Tensor Cores and Mixed Precision Training
The dedicated silicon inside NVIDIA GPUs that makes modern AI possible. How mixed precision speeds up training by 10x.
Tensor Cores and Mixed Precision Training
If CUDA is the software engine of AI, Tensor Cores are the turbochargers. Introduced in the NVIDIA Volta architecture (V100) in 2017, these specialized processing units are the reason why AI training speeds have exploded in the last few years.
What is a Tensor Core?
A standard GPU core (CUDA Core) is a jack-of-all-trades.
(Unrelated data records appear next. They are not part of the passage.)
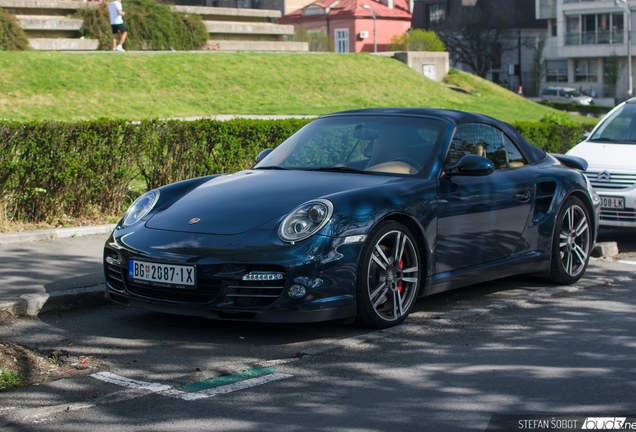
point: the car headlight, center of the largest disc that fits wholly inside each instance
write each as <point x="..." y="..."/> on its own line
<point x="140" y="207"/>
<point x="305" y="220"/>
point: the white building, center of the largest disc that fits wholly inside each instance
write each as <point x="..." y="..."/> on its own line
<point x="582" y="36"/>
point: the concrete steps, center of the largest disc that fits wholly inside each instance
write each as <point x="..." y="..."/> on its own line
<point x="48" y="26"/>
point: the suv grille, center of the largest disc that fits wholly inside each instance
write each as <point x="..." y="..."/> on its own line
<point x="616" y="181"/>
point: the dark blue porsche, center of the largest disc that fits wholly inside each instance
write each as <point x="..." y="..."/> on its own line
<point x="355" y="216"/>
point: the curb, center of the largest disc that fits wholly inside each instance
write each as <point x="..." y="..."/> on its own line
<point x="30" y="236"/>
<point x="30" y="305"/>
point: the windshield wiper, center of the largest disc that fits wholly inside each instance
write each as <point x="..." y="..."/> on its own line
<point x="272" y="167"/>
<point x="339" y="169"/>
<point x="604" y="139"/>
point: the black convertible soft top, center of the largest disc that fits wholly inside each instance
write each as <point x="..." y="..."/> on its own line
<point x="532" y="153"/>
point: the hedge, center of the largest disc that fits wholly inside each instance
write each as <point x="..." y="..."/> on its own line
<point x="48" y="170"/>
<point x="595" y="110"/>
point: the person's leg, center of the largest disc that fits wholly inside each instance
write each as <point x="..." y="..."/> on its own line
<point x="123" y="38"/>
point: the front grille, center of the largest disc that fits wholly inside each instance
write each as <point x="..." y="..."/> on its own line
<point x="210" y="282"/>
<point x="255" y="293"/>
<point x="616" y="181"/>
<point x="114" y="277"/>
<point x="205" y="292"/>
<point x="626" y="215"/>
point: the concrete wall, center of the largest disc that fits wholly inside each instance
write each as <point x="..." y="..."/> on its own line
<point x="416" y="60"/>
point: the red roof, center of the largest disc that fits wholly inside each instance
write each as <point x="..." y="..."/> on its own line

It can do floating point math (FP32), integers (INT32), etc., one operation at a time.
A Tensor Core is a specialist. It does exactly one thing, but it does it incredibly fast: Matrix Multiplication. specifically, a 4x4 matrix multiply-accumulate operation:
$$ D = A \times B + C $$
Since Deep Learning is fundamentally just billions of matrix multiplications, having dedicated hardware for this specific math operation yields massive speedups.
The Magic of Precision
To understand Tensor Cores, you have to understand Precision. Computers store numbers as bits.
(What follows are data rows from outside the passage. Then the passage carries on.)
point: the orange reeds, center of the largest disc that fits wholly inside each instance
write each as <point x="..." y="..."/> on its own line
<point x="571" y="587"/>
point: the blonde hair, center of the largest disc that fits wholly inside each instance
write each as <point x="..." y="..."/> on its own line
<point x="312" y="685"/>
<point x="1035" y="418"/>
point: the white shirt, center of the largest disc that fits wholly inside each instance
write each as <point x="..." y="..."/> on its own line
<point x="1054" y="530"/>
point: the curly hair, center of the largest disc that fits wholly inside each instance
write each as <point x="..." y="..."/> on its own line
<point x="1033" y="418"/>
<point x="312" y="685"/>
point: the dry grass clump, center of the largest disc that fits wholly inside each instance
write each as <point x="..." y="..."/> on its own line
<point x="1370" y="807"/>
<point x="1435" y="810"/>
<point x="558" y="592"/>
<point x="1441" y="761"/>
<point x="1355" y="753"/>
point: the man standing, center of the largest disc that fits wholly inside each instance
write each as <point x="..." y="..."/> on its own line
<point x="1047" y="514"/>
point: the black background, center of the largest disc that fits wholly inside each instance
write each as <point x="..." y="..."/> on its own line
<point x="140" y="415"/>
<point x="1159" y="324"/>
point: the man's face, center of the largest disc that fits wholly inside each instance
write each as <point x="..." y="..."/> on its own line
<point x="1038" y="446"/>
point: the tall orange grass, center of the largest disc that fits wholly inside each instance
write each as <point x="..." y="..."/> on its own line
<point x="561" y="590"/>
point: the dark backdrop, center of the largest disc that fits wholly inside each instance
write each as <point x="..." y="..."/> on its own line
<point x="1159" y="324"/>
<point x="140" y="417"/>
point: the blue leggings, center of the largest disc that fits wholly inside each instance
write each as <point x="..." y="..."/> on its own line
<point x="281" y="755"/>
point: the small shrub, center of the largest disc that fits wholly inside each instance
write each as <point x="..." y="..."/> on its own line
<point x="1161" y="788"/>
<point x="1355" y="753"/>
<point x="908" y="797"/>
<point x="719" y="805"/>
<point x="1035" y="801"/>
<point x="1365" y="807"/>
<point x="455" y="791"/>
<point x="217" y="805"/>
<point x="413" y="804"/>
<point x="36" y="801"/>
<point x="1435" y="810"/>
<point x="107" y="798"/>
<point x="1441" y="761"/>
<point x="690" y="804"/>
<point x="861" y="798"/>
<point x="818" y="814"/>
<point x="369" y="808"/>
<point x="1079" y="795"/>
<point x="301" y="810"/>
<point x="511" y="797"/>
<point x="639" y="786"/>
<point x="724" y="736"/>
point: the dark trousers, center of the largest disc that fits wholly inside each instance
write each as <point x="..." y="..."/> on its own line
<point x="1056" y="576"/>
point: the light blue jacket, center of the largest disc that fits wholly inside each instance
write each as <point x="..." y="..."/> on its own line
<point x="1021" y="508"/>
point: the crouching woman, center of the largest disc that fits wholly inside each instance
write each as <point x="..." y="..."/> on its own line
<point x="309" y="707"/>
- FP32 (Single Precision): Uses 32 bits. Very accurate (e.g.,
3.14159265). Standard for science. - FP16 (Half Precision): Uses 16 bits. Less accurate (e.g.,
3.1416). - BF16 (Bfloat16): Google’s format. Keeps the “range” of FP32 but cuts the precision. Perfect for AI.
- FP8: Only 8 bits! Used in the newest H100 GPUs.
Mixed Precision Training
Training a neural network usually doesn’t need 32 decimal places of accuracy. “Roughly correct” is often enough, as long as the gradients point in the right direction.
Mixed Precision training uses:
- FP16/BF16 for the heavy matrix math (on Tensor Cores) — super fast.
- FP32 for the “master weights” update — to preserve stability.
This technique, often enabled by a single line of code in PyTorch (torch.cuda.amp), cuts memory usage in half and doubles speed.
Why Bfloat16 (BF16) Matters
Standard FP16 had a problem: it couldn’t handle very large or very small numbers (dynamic range). Training often crashed with “NaN” (Not a Number) errors.
Bfloat16 (Brain Floating Point) fixes this. It has the same dynamic range as FP32, just less precision.
- FP16: 5 bits exponent, 10 bits mantissa.
- BF16: 8 bits exponent, 7 bits mantissa.
Because neural networks care more about the magnitude of a number than the exact digits, BF16 became the gold standard for Large Language Model training.
FP8 and the H100
NVIDIA’s H100 introduced FP8 Tensor Cores. By reducing the numbers to just 8 bits (a byte!), they effectively doubled the throughput again compared to BF16. There are challenges—8 bits is very “grainy”—but the Transformer Engine in the H100 automatically switches between FP8 and BF16 layer-by-layer to maintain accuracy while maximizing speed.
Summary
Without Tensor Cores and Mixed Precision:
- Models would be 4x-10x slower to train.
- We would need 2x more VRAM.
- GPT-4 would likely still be training today.
They are the unsung heroes of the hardware stack, crunching the numbers that think the thoughts.